In the summer of 1999 my wife and I coached our daughter’s Little League softball team. We instructed the girls on the basic skills and knowledge required of the sport, but placed more emphasis on fun than on winning. This was fortunate, because our team was not blessed with an abundance of natural athletic talent.
There were six teams in the league, and we finished the regular season in last place. In the playoffs, the best two teams were given first-round byes, so we went up against the number three-ranked team. Somehow we managed to win the game. Maybe all of our positive reinforcement was beginning to pay off.
That win “rewarded” us with a game against the number one, undefeated team in the next round. They had the best athletes and a serious coach who pushed them hard to win. Kim and I accepted a dinner invitation for the following night, the date of the next round of playoffs, because we knew this would be our last game of the season. But of course we didn’t share our doubts with the girls. Like all our games, we just reminded them to play hard and have fun.
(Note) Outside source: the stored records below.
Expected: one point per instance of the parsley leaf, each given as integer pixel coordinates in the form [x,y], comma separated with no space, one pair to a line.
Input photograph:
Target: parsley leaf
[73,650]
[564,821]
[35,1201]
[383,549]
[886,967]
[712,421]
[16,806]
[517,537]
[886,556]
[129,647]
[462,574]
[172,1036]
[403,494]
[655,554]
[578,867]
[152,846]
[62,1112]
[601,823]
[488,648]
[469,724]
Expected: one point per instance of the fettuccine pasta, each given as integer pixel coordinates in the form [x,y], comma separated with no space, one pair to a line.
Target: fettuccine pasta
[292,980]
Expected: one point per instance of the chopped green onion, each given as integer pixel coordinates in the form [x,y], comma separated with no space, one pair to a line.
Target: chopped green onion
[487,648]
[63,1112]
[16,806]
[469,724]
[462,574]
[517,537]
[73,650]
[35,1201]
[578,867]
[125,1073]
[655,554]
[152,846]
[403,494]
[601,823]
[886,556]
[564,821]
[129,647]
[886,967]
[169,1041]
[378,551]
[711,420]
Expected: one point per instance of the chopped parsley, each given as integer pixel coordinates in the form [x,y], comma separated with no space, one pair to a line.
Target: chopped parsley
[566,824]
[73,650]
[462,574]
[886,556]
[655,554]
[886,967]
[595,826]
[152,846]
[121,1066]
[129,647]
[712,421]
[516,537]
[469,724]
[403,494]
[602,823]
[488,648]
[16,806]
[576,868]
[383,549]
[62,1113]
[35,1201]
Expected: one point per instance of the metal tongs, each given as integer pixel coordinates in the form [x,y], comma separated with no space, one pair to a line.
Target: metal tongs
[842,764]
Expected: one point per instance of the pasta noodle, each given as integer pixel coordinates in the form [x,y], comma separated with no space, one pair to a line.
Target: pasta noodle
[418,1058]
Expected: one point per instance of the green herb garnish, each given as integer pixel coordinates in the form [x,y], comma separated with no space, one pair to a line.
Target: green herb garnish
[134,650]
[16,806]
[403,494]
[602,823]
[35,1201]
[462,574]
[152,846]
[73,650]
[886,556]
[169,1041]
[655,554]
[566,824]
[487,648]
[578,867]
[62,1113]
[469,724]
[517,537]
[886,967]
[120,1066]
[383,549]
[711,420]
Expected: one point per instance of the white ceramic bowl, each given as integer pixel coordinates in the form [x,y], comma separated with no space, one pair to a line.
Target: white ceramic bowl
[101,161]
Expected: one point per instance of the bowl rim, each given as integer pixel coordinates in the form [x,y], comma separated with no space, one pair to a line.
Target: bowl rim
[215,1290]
I don't know what got into our girls, but they played inspired ball. We went into the top of the final inning trailing by only a 6 – 4 score. We rose to the challenge. Every girl started hitting the ball hard. We scored a run to pull within 6 - 5, and had the bases loaded with nobody out. It was thrilling. One of our best hitters was at the plate. What we lacked in talent, we made up for in enthusiasm, sometimes to a fault. Our dinner plans for the next day were in jeopardy, but we didn’t care.
In fact, the three girls on base were so excited that they forgot one of the basic tenets of the game, which we had taught them from the very first practice. Our batter struck the ball hard, but directly at the third base person, who caught it on a line for the first out. All three of our girls on base were so excited about how hard the ball was hit that they just started running. Kim and I yelled and pointed and waved our arms like crazy people, but it was too late. The third base person threw it to second base for a double play, and the second base person threw it to first base for an inning-ending, game-ending, season-ending triple play. Ouch!
We all gathered to congratulate the winners and celebrate our fun and exciting season. Soon, the trauma of the triple play was behind us.
So what does this have to do with my earliest MS symptom? A couple weeks before the playoffs, we were concluding one of our team practices with a fun activity. I had a stopwatch and was determining who could run around the bases the fastest. After all the girls had taken their turn, they insisted that Kim and I give it a go. Kim ran the bases about a second faster than any of the girls had, which was to be expected since she was a high school track champion.
I then prepared to dazzle the team with my manly speed. Remember, this was a mere Little League softball field, not a regulation baseball field. I cruised around first base and into second base, looking like the next coming of Willie Mays. But somewhere between second and third base my legs suddenly felt like lead. It was clear to me that I wouldn't be able to finish at full speed, so I made the split-second decision to turn my run into a joke, rather than reveal my infirmity. As I rounded third-base I faked a spectacular wipeout, and we all laughed and laughed.
Sure, it seemed odd to me that I couldn't run around the bases without becoming fatigued. But I just assumed that I was horribly out of shape. Of course it never occurred to me on that sunny and carefree day that what I was actually experiencing was the onset of a chronic, disabling disease that 10 years later would leave me in a wheelchair.